A Fight for Funding, A Push for Peace

In spite of massive support from world leaders, funding had been a struggle since the inception of the project. Donations were solicited through brochures and pamphlets, fundraising dinners, a national tour of 900+ design boards from the original competition, and even the sale of Peace Garden paraphernalia. In 2003, unable to raise the necessary $20 million for the construction of the garden, and the additional $2 million for a maintenance endowment fund, the authorization period for the National Peace Garden expired, and the 18-year project was abandoned.

However, the belief remained that space could be designed to facilitate peace. Many other gardens and monuments for peace were in motion, if not already in place, though some had more success than others. Several designs for peace were proposed in the Bay Area alone, including the Berkeley Peace Center, a Peace Statue in the San Francisco Bay, and a Peace Garden in Hercules.

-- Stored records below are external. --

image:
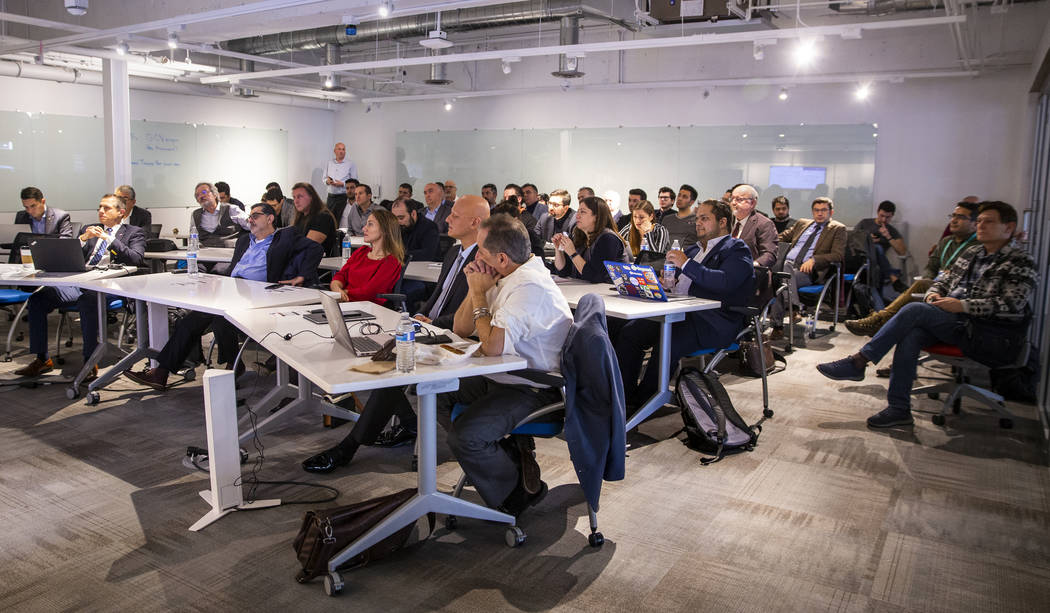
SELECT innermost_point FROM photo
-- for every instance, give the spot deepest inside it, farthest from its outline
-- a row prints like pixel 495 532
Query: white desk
pixel 212 294
pixel 14 274
pixel 326 363
pixel 625 308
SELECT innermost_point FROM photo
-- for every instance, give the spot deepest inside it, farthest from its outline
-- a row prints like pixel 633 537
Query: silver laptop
pixel 361 346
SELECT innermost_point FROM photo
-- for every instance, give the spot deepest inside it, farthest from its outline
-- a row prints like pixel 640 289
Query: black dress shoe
pixel 326 461
pixel 395 437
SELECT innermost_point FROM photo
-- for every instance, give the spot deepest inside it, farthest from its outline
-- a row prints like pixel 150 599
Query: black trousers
pixel 187 336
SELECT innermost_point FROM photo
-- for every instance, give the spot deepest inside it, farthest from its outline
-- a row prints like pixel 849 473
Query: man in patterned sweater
pixel 990 279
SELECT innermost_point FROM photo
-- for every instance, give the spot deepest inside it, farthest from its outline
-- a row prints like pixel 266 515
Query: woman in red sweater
pixel 373 269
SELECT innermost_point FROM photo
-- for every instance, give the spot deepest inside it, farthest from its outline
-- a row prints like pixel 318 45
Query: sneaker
pixel 890 417
pixel 843 370
pixel 36 367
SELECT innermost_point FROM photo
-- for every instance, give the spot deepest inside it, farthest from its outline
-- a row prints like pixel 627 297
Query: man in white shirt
pixel 336 173
pixel 513 307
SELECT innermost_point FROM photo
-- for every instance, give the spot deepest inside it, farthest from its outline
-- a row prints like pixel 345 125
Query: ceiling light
pixel 805 51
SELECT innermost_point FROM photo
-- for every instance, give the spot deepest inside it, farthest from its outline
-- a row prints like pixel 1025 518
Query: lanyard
pixel 946 262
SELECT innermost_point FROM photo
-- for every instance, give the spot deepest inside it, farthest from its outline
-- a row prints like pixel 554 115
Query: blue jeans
pixel 915 326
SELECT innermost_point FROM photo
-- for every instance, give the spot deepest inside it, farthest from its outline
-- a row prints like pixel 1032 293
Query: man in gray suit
pixel 42 219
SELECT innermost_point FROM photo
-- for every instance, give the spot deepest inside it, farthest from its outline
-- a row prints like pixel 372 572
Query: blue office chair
pixel 8 298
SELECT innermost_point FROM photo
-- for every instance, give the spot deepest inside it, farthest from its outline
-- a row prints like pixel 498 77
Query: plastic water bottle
pixel 405 344
pixel 345 247
pixel 191 253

That designers had a moral obligation to support peace was another belief that continued after the initial project failed. In Garrett Eckbo's 1987 tirade on the ASLA Policy on the Bomb, he stated:

"If landscape architecture is not ethical and moral, the steward of the landscape, what is it?  If landscape architecture is not geopolitical in scope someone taught me the wrong history, and the environmental movement (including us) is barking up the wrong tree [...] Nuclear weaponry and all its byproducts is certainly the biggest and most frightening symptom of a deranged technology. But it is only the ultimate club, spear, or saber.  It is the urge to use them that needs to be controlled. That can begin with imits and scaling back, while we put our energies into organizing for peace.  This world has not known peace in this century. We should have a competition for a comprehensive definition of peace. It would not be easy. It is more, much more, than the absence of war or preparation for war. It is an infinitely more worthwhile goal."1

1) Eckbo, Garrett, "ASLA Policy on the Bomb", 14 July, 1987.